Which Will You Hold?

hand of comfort (1)In the cottage, I am sitting on the edge of the bed, one sock on, one sock off, halfway through getting dressed, caught mid-thought, mid-action, in suspended animation. Seems I am always getting ready and never really getting things done – never there, always on the way.

“That’s what life is – the way.” The voice comes from a traveler, seated at my table. Brown woolen robe, gnarled staff, rope belt, craggy face and hands; this one has been on the way for quite a while.

I drop the second sock beside the bed and move to sit beside him at the table. “Give me your wisdom, traveler,” I ask. “Help me to know the next step. Help me to not be so afraid of what might come. Help me to not be so distracted in my journey.”

He places his large hands over mine, so that I must, for just a moment hold them still, I must stop drumming my fingers, must stop picking at the table. He just covers my hands with his warmth and waits. A long silence, at first comforting and then a bit awkward, ensues. Finally I pull my hands out from under his and rub them together. “Shouldn’t we be going?” I ask.

The traveler smiles, “Going where?”

“On down the road, on with our projects, with our duties, for the day,” I reply. “Can’t wait forever, you know and I’m rather far behind already.”

“Behind what?”

“Behind in my schedule… the things I must get done… I am behind.”

“But where are you going?” He asks again. He has made no move to get up, to begin the day. His whole frame seems immobile. Not dead, not resistant, but not filled with the urgency that I feel in me. “Where are you going?” He asks me one more time.

I look at him with a question in my eyes. “I’m not sure… But don’t you think that we should get started?”

“Not till we know where to go,” he is almost laughing at me. He shakes his head.

I can see how silly this looks, but even so, I am getting farther behind, and if I don’t know the end, I do have a list a mile long that is supposed to be done by now. Surely we can start there and sort it out as we go along. “Must we wait longer?” I plead. “I am late already on so many chores.”

“How do you know you are late?”

“My schedule was set out long ago and I am behind. My energy is running out before my task is done, my time is moving forward and the projects are not moving nearly so fast. How could I not be behind?”

“Depends on the clock you use. Depends on whose calendar is there in front of you.”

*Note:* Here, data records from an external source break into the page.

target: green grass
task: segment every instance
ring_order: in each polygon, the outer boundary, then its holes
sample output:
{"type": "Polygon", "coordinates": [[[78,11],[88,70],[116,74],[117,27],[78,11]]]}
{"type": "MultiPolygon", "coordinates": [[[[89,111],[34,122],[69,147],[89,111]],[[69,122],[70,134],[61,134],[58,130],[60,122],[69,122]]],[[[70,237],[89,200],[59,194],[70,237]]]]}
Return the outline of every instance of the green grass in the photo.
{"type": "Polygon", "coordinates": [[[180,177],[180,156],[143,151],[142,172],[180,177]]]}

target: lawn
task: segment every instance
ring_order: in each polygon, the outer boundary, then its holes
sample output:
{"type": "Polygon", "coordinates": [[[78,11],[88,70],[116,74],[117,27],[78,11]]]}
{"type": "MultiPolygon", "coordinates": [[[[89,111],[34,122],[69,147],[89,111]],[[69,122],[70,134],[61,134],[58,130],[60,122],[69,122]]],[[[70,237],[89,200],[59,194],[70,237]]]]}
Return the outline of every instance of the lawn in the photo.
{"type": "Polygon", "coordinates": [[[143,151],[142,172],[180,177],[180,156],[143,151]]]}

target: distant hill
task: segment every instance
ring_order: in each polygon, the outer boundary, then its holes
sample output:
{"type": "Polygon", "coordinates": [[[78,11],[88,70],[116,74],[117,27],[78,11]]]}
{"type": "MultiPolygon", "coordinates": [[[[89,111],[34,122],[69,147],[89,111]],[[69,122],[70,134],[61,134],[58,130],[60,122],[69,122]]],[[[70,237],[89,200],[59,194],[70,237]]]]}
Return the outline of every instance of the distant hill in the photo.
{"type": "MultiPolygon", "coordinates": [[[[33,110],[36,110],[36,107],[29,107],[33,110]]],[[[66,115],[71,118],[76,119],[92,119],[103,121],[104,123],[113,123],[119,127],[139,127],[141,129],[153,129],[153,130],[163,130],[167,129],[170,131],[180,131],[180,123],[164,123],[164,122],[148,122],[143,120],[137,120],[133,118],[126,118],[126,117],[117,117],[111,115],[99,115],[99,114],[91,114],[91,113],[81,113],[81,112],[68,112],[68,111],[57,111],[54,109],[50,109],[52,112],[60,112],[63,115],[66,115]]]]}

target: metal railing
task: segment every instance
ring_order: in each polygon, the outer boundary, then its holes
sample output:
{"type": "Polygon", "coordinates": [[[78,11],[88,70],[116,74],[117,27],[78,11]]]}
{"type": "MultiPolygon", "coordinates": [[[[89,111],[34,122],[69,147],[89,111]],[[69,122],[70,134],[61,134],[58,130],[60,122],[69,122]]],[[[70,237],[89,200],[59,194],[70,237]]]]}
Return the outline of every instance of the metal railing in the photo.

“Don’t you understand? I have screwed up. My list is long and getting longer. I am behind, I am lost, I am desperate…”

He puts his large hands back on top of mine once more. He has to hold them down firmly.   I fidget still. At last he picks up my hands in his and pulls them towards him and looks me directly in the eyes.

“My time, not yours. Live in my time.” He is very serious. His playfulness has passed and this is a solid, unshakable command.

My eyes fill with tears. “I wish I could,” I stutter.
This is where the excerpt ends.